The key point to understand is that you are not haggling: there’s no “better price.” Let’s assume three investors wanted to buy this ETF with an ask of 1.20. Trader A places a market order; Trader B places a limit order for 1.22; Trader C places a limit order for 1.18. The exchange does not say, “I see Trader A wants the market price so we’ll give him the shares for 1.20, but Trader B is willing to pay more, so we’ll give him the shares for 1.22. And Trader C drives a hard bargain, but we’ll give him his shares at 1.18.” What should happen is that both A and B have their orders filled at 1.20 and Trader C’s order goes unfilled.
The reason for placing the limit order is not to get a bargain. It’s simply to avoid surprises if your quote is stale, if the market moves dramatically in a short period or time, if there is some other temporary pricing anomaly.

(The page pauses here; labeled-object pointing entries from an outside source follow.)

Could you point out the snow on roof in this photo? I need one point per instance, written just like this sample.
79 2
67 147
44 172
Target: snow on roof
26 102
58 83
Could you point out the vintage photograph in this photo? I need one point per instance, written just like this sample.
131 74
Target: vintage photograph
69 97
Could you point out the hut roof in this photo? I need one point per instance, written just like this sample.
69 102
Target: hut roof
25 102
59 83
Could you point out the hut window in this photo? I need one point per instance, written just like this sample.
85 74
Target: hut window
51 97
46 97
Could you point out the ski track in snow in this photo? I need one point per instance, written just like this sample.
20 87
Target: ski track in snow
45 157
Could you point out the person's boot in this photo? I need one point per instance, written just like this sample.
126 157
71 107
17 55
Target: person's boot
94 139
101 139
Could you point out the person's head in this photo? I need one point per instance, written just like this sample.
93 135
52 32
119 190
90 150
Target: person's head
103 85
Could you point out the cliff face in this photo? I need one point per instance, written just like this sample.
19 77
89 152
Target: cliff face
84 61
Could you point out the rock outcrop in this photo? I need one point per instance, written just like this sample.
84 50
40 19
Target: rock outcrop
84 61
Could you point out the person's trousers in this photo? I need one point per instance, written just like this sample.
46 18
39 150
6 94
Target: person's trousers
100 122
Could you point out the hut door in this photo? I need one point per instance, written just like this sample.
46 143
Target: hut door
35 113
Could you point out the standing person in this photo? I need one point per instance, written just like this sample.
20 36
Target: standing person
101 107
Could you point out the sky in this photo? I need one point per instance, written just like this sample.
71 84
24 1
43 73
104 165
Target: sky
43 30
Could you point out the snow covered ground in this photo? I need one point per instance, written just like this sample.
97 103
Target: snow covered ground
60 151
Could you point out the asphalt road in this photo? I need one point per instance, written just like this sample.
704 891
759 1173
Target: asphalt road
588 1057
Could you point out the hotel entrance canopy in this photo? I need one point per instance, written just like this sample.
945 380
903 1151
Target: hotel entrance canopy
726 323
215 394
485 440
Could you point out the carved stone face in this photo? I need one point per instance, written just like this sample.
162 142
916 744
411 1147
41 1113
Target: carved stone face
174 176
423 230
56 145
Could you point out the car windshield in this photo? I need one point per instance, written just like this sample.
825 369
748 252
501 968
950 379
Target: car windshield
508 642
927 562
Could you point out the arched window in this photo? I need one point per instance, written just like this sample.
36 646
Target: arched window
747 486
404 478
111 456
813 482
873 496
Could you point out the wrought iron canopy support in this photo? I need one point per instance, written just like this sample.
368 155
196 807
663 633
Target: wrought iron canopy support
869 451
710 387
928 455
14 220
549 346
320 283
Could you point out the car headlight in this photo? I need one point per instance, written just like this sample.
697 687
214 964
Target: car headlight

I’m about to invest $50,000 all at once in ETFs. The above post helped me better understand ETF trading. These posts were helpful too:
https://canadiancouchpotato.com/2010/05/14/tips-for-trading-etfs/
https://canadiancouchpotato.com/2012/09/13/an-etf-pricing-puzzle/
https://canadiancouchpotato.com/2013/03/18/the-etfs-price-is-right-except-when-its-not/
I now understand that I should set a limit price a couple cents above the ask price, and I should also avoid purchasing at the early and late hours of the trading day. But what about the “duration” of the limit? Should I set it to “G.T.C”, “Day Order,” “One Week,” or longer?
Sorry if this is newbie question, but it’s actually my very first time to trade online, and I couldn’t find any mention of this on any of the other posts.
@SB: Glad these posts helped, and thanks for the follow-up question. You can simply select “day order” for your limit orders. Remember, if you place the limit order a couple of cents above the ask or below the bid it should be filled immediately. Your goal is not to set a limit order that will take days to get filled.